In that respect, guarantees of non-recurrence should be transformative, namely “aspire to subvert the pre-existing structural inequality that may have engendered” sexual and gender-based violence.

Establishing civilian oversight over the military, security forces and intelligence services, and ensuring adequate prior vetting of their members (or prospective members), are guarantees of non-recurrence, and should be an integral part of the Libyan transitional justice process.

To be gender-responsive, guarantees of non-recurrence should, among other things, focus on preventing the future commission of sexual and gender-based crimes by members of such forces. Libyan law Law No. 29 of 2013 on transitional justice does not list guarantees of non-recurrence as a form of reparation.
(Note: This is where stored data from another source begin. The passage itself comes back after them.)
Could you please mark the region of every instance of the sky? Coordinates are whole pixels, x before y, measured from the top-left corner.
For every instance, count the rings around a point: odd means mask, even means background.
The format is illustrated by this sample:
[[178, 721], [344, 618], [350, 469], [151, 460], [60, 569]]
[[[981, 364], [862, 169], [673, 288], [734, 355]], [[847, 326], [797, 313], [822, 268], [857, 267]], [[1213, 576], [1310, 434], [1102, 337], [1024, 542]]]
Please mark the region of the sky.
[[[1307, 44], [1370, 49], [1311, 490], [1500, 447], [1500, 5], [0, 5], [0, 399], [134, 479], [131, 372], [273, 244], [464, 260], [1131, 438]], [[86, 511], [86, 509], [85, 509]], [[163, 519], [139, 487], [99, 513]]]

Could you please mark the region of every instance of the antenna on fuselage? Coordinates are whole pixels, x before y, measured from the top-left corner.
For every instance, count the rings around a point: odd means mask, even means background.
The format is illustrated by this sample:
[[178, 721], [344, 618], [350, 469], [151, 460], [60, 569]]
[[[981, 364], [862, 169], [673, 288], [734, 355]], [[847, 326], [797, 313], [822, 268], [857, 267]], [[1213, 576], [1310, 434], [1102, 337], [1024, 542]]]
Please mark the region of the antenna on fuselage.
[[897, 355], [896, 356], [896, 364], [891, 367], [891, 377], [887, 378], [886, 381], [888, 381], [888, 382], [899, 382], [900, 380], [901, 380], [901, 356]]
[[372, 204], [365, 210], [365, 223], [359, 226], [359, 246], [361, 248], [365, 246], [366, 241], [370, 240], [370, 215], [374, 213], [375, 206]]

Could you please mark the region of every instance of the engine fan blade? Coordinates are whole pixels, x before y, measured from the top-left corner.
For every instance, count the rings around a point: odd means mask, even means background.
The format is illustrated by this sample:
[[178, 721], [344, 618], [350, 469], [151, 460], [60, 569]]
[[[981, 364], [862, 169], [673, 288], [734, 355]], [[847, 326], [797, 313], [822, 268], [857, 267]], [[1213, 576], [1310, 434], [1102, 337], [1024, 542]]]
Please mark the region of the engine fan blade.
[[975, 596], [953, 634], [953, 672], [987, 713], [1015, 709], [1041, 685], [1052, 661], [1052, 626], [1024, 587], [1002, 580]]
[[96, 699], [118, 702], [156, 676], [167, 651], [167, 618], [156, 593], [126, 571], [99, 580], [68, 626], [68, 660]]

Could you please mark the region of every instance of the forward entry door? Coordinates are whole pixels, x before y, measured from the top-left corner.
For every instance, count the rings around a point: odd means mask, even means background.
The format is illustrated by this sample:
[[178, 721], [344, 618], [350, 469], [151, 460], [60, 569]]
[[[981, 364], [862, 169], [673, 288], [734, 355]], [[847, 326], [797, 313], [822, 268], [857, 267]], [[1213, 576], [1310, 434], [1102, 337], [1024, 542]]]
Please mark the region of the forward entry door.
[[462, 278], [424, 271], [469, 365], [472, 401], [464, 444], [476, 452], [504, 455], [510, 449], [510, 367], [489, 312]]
Some provisions of the Law deal with legislative and institutional reform, specifically with regard to the Law’s objectives to repeal “unjust laws that violated human rights and allowed for tyranny in the country” and “reformation of state institutions.”

Moreover, the Fact-Finding and Reconciliation Commission is tasked, among other things, to “… review legislation related to the issue of transitional justice”, and “work to repeal unjust laws and restore proper legal life, in accordance with the constitution and with Sharia law.
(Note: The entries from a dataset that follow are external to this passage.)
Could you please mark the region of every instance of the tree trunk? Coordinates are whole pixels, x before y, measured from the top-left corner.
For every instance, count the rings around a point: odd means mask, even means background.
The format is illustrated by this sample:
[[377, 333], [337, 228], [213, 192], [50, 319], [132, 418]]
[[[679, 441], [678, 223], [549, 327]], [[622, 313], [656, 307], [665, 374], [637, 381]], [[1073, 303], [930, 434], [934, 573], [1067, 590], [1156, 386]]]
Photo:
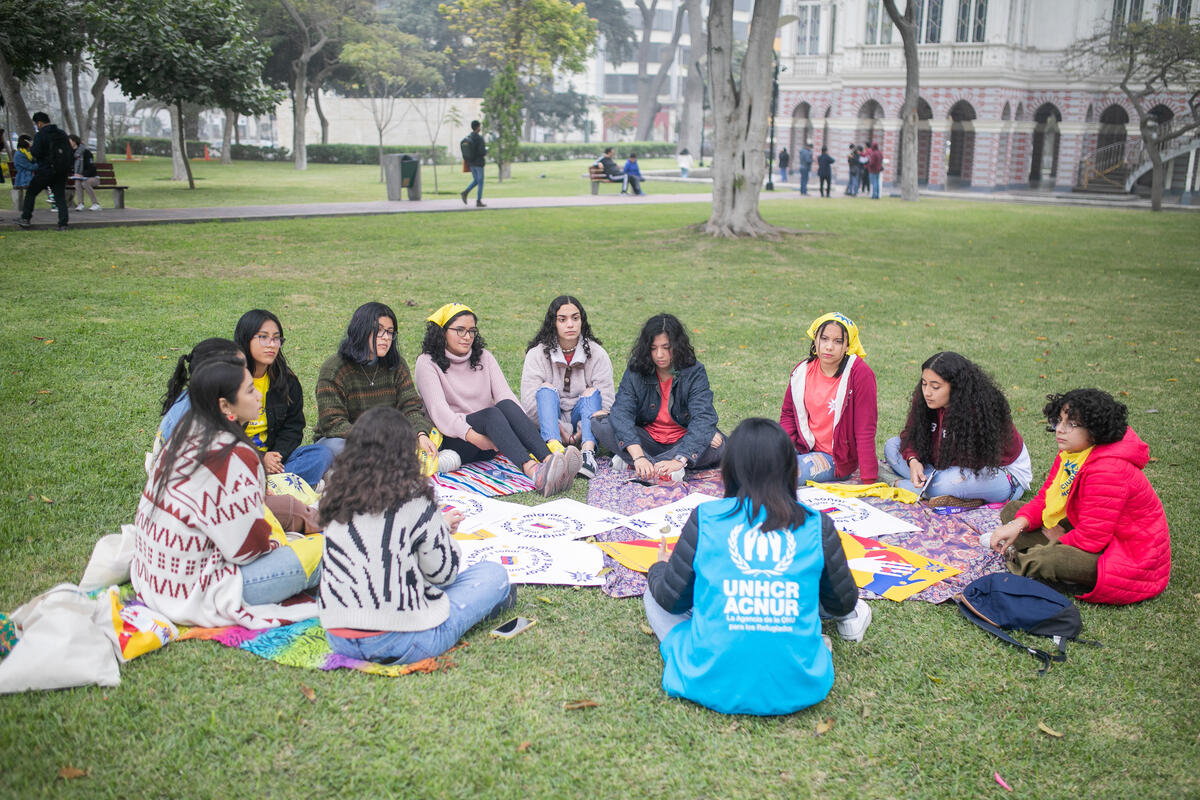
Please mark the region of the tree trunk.
[[[108, 83], [108, 78], [105, 78], [104, 82]], [[95, 91], [94, 86], [92, 88], [92, 91], [93, 92]], [[108, 161], [108, 151], [105, 146], [106, 142], [105, 142], [105, 130], [104, 130], [105, 121], [104, 121], [104, 89], [103, 88], [100, 89], [99, 94], [96, 95], [96, 99], [93, 100], [92, 103], [93, 103], [93, 105], [96, 106], [96, 160], [100, 161], [100, 162], [104, 162], [104, 161]]]
[[8, 59], [4, 57], [2, 51], [0, 51], [0, 94], [4, 96], [4, 107], [12, 115], [12, 124], [16, 126], [17, 133], [24, 133], [28, 136], [37, 133], [37, 128], [33, 126], [33, 120], [29, 116], [29, 108], [25, 105], [25, 98], [21, 95], [21, 82], [13, 76], [12, 65], [8, 63]]
[[308, 64], [293, 65], [292, 86], [292, 160], [296, 169], [308, 169], [308, 147], [304, 141], [304, 118], [308, 114]]
[[699, 157], [700, 126], [704, 124], [704, 70], [700, 65], [705, 44], [704, 12], [700, 0], [686, 0], [688, 36], [691, 38], [692, 60], [687, 65], [687, 80], [683, 85], [683, 110], [679, 116], [679, 147]]
[[[186, 137], [183, 133], [183, 110], [178, 105], [167, 107], [171, 114], [171, 180], [188, 180], [187, 153], [184, 151]], [[190, 184], [189, 184], [190, 185]]]
[[312, 89], [313, 108], [316, 109], [317, 119], [321, 120], [321, 144], [329, 144], [329, 119], [325, 116], [325, 110], [321, 108], [321, 87], [314, 86]]
[[[183, 133], [183, 103], [177, 102], [174, 106], [172, 106], [171, 111], [171, 122], [174, 123], [176, 120], [179, 122], [179, 124], [175, 126], [175, 141], [179, 145], [179, 155], [183, 161], [183, 170], [187, 173], [188, 188], [195, 189], [196, 181], [192, 178], [192, 162], [188, 161], [187, 139], [184, 137]], [[172, 177], [171, 180], [181, 179]]]
[[54, 74], [54, 86], [58, 89], [58, 108], [62, 114], [62, 129], [67, 133], [74, 133], [79, 130], [75, 127], [75, 120], [71, 116], [71, 92], [67, 89], [67, 67], [62, 61], [59, 61], [50, 70]]
[[650, 33], [654, 27], [654, 8], [657, 0], [654, 0], [647, 8], [646, 5], [638, 1], [638, 8], [642, 12], [642, 42], [638, 46], [638, 120], [637, 120], [637, 136], [639, 142], [648, 142], [654, 135], [654, 118], [658, 116], [658, 112], [662, 110], [662, 103], [658, 101], [658, 95], [662, 91], [663, 84], [666, 83], [667, 75], [671, 71], [671, 65], [675, 63], [675, 54], [678, 52], [679, 37], [683, 35], [683, 15], [687, 7], [680, 5], [675, 13], [675, 30], [671, 33], [671, 44], [669, 45], [670, 56], [664, 58], [658, 65], [658, 72], [653, 77], [648, 74], [648, 63], [650, 60]]
[[1138, 127], [1142, 130], [1142, 147], [1150, 158], [1150, 210], [1162, 211], [1163, 198], [1163, 161], [1156, 125], [1151, 125], [1151, 117], [1142, 117]]
[[237, 127], [238, 113], [232, 108], [225, 109], [225, 129], [221, 132], [221, 163], [232, 164], [233, 129]]
[[896, 8], [896, 0], [883, 0], [888, 16], [900, 31], [904, 43], [904, 105], [900, 107], [901, 168], [900, 198], [916, 201], [920, 198], [917, 179], [920, 165], [917, 163], [917, 98], [921, 95], [920, 61], [917, 56], [917, 29], [913, 21], [913, 0], [904, 4], [904, 14]]
[[773, 236], [779, 229], [758, 213], [771, 110], [772, 45], [780, 0], [755, 0], [741, 86], [733, 74], [733, 0], [711, 0], [708, 65], [712, 77], [713, 200], [704, 225], [714, 236]]
[[[96, 73], [96, 80], [92, 83], [91, 95], [92, 103], [87, 110], [88, 127], [95, 120], [96, 131], [96, 152], [100, 152], [100, 143], [104, 141], [104, 90], [108, 88], [108, 76], [103, 72]], [[84, 141], [87, 138], [84, 137]], [[99, 159], [98, 159], [99, 160]]]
While Law No. 29 of 2013 makes reference to “reformation of state institutions”, this is insufficient to specifically address the question of establishing civilian oversight and adequate prior vetting (as described above in section 3), including exclusion from service of members of the military, security forces and intelligence services, who are allegedly responsible for crimes under international law, including sexual and gender-based crimes.

Recommendations

In light of the above, the ICJ recommends to the Libyan authorities to:

  • Amend Law No. 29 of 2013 to ensure that guarantees of non-recurrence form part of the reparation measures under the Law, including by establishing civilian oversight over the military, security forces and intelligence services, and by ensuring adequate prior vetting of their members;
  • Ensure that guarantees of non-recurrence, including civilian oversight and prior vetting, be designed and implemented in a gender-sensitive manner.